The $114 million in funds siphoned out of decentralized crypto exchange (DEX) Mango Markets wasn’t the result of a hack, according to former FBI Special Agent Chris Tarbell.
Tarbell, who previously worked at the FBI’s cybercrime squad in New York, told CoinDesk TV’s “First Mover” the exploit of Mango Market was “more of a market manipulation.”
“This wasn’t [about] getting into a system and getting unauthorized access,” Tarbell said, referring to the strategy used by the illicit actors.

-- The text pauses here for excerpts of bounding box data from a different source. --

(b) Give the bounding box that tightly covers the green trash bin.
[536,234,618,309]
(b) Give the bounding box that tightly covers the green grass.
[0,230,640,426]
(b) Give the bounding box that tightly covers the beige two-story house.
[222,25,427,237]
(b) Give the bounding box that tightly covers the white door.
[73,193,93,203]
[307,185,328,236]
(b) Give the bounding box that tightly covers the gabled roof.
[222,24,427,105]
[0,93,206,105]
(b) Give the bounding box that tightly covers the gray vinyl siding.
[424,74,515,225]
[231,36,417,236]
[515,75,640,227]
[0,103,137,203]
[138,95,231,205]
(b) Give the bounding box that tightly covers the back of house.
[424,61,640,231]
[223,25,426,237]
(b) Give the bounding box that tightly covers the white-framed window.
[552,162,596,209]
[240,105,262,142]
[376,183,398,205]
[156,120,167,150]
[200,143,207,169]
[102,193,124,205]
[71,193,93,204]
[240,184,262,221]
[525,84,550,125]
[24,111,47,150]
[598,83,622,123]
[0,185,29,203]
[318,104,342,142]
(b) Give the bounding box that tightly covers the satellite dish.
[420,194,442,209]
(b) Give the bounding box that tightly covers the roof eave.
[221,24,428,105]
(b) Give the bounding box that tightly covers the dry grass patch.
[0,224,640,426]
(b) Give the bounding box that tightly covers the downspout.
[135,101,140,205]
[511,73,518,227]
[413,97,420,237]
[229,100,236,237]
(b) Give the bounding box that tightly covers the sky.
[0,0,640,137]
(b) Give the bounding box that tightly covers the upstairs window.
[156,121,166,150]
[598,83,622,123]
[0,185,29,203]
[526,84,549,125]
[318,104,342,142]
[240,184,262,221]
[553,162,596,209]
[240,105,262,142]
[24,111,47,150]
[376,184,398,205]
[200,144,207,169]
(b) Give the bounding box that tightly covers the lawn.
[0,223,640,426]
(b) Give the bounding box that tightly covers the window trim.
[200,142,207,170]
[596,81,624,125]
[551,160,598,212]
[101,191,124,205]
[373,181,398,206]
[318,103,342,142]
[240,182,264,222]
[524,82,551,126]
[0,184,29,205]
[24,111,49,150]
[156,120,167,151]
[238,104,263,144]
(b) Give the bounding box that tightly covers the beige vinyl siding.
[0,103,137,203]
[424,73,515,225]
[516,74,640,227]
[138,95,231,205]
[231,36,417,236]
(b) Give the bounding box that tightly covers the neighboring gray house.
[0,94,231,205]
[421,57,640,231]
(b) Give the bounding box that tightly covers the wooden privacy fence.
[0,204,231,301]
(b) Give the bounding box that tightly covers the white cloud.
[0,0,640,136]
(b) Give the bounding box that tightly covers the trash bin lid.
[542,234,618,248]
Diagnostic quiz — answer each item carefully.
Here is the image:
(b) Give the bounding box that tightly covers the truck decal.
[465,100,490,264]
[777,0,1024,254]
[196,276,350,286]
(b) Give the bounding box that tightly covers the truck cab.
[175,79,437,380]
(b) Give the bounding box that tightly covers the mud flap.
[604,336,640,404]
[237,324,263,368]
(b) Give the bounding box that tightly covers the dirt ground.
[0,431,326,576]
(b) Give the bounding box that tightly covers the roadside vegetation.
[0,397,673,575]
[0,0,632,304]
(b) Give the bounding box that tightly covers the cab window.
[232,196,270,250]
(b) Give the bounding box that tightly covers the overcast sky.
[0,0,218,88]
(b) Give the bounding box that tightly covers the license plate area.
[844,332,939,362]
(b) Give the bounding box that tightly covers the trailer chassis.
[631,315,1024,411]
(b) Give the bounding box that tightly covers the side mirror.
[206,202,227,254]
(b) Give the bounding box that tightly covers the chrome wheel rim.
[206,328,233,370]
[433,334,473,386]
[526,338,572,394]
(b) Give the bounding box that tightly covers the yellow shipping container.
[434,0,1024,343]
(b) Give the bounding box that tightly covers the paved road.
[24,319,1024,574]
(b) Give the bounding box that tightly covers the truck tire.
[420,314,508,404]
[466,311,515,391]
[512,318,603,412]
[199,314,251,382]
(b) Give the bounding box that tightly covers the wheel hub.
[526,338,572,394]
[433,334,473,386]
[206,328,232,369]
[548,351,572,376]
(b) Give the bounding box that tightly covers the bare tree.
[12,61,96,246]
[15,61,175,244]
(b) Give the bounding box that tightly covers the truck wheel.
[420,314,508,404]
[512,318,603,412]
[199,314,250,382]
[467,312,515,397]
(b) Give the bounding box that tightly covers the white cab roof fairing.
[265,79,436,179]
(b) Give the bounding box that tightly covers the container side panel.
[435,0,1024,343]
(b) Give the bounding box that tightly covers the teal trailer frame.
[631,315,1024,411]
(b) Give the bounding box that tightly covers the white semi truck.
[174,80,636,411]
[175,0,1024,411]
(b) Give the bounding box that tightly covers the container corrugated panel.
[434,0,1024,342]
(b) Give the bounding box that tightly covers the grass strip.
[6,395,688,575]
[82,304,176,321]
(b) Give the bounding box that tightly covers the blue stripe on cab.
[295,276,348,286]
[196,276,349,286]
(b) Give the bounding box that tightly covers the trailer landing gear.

Read more: Solana-Based Decentralized Finance Platform Mango Hit by $100 Million Exploit
Earlier this month, exploiters manipulated Mango’s native token, MNGO, via the use of smart contract protocol loopholes. With no centralized entity in place, exploiters capitalized on the opportunity, according to Tarbell.
Tarbell, a cofounder of cybersecurity investigations firm Naxo, added that Mango’s case is unique because in regulated markets an alleged criminal would be arrested. One of the confessed exploiters, Avraham Eisenberg, called the exploit a “high-profit trading strategy” in a tweet before confirming he would return $67 million of the stolen funds.
Tarbell says the crypto industry needs to “clean itself up,” and regulators are likely to step in, “even if crypto doesn’t want it to.”
Read more: $114M Mango Markets Exploiter Outs Himself, Returns Most of the Money
Naxo, which launched this year, focuses on cryptocurrency and other emerging technologies, according to a company statement.